Re: dm bufio: Reduce dm_bufio_lock contention
From: Michal Hocko
Date: Fri Jun 15 2018 - 09:09:33 EST
On Fri 15-06-18 08:47:52, Mikulas Patocka wrote:
> On Fri, 15 Jun 2018, Michal Hocko wrote:
> > On Fri 15-06-18 07:35:07, Mikulas Patocka wrote:
> > >
> > > Because mempool uses it. Mempool uses allocations with "GFP_NOIO |
> > > __GFP_NORETRY | __GFP_NOMEMALLOC | __GFP_NOWARN". An so dm-bufio uses
> > > these flags too. dm-bufio is just a big mempool.
> > This doesn't answer my question though. Somebody else is doing it is not
> > an explanation. Prior to your 41c73a49df31 there was no GFP_NOIO
> > allocation AFAICS. So why do you really need it now? Why cannot you
> dm-bufio always used "GFP_NOIO | __GFP_NORETRY | __GFP_NOMEMALLOC |
> __GFP_NOWARN" since the kernel 3.2 when it was introduced.
> In the kernel 4.10, dm-bufio was changed so that it does GFP_NOWAIT
> allocation, then drops the lock and does GFP_NOIO with the dropped lock
> (because someone was likely experiencing the same issue that is reported
> in this thread) - there are two commits that change it - 9ea61cac0 and
OK, I see. Is there any fundamental reason why this path has to do one
round of GFP_IO or it can keep NOWAIT, drop the lock, sleep and retry
> > is the same class of problem, honestly, I dunno. And I've already said
> > that stalling __GFP_NORETRY might be a good way around that but that
> > needs much more consideration and existing users examination. I am not
> > aware anybody has done that. Doing changes like that based on a single
> > user is certainly risky.
> Why don't you set any rules how these flags should be used?
It is really hard to change rules during the game. You basically have to
examine all existing users and that is well beyond my time scope. I've
tried that where it was possible. E.g. __GFP_REPEAT and turned it into a
well defined semantic. __GFP_NORETRY is a bigger beast.
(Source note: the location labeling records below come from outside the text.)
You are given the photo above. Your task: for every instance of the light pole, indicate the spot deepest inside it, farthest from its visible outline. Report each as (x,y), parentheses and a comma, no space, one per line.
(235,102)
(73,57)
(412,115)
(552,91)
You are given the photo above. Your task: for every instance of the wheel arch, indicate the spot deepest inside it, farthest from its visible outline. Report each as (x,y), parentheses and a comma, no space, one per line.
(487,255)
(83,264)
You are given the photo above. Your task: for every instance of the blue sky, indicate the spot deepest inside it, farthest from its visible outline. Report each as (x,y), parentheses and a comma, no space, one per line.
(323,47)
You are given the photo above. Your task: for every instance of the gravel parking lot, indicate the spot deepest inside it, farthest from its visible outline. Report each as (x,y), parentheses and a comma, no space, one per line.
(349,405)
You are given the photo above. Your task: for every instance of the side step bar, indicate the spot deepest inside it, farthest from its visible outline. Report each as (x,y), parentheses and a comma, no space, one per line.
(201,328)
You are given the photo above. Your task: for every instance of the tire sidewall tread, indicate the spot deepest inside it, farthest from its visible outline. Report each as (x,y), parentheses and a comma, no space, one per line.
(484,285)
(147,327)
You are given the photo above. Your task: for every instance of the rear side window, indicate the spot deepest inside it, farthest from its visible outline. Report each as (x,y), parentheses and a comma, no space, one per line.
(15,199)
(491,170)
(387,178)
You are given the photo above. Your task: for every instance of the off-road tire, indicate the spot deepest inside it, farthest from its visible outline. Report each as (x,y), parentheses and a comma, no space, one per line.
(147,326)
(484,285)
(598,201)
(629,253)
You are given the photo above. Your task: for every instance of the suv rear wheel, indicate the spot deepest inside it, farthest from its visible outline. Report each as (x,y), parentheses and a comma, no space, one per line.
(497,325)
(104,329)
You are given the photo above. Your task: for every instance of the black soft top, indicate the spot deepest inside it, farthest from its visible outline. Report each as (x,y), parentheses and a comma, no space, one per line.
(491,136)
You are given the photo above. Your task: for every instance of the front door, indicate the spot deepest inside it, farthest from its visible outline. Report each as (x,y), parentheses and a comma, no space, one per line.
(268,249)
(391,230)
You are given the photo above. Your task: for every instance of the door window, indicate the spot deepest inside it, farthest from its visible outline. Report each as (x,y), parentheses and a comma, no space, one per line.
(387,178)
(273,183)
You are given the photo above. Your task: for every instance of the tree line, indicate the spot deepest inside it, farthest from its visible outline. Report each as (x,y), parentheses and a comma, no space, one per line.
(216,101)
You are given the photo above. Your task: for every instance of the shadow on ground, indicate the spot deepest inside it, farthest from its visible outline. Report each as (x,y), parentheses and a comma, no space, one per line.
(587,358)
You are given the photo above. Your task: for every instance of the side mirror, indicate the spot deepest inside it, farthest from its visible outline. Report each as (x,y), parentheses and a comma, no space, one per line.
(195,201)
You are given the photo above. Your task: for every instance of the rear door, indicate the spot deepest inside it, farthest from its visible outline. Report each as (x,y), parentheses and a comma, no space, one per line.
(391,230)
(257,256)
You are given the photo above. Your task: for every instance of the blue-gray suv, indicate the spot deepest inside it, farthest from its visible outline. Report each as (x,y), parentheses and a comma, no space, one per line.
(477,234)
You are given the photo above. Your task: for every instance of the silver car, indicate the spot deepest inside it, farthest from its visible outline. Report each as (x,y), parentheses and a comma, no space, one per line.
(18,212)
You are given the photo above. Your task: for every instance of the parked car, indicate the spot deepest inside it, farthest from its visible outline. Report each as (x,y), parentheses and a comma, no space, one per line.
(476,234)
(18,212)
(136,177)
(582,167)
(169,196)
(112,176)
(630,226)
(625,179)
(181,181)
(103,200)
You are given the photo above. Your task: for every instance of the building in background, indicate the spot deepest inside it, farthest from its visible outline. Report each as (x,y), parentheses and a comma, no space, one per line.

Anyway, I believe that it would be much safer to look at the problem
from a highlevel perspective. You seem to be focused on __GFP_NORETRY
little bit too much IMHO. We are not throttling callers which explicitly
do not want to or cannot - see current_may_throttle. Is it possible that
both your md and mempool allocators can either (ab)use PF_LESS_THROTTLE
or use other means? E.g. do you have backing_dev_info at that time?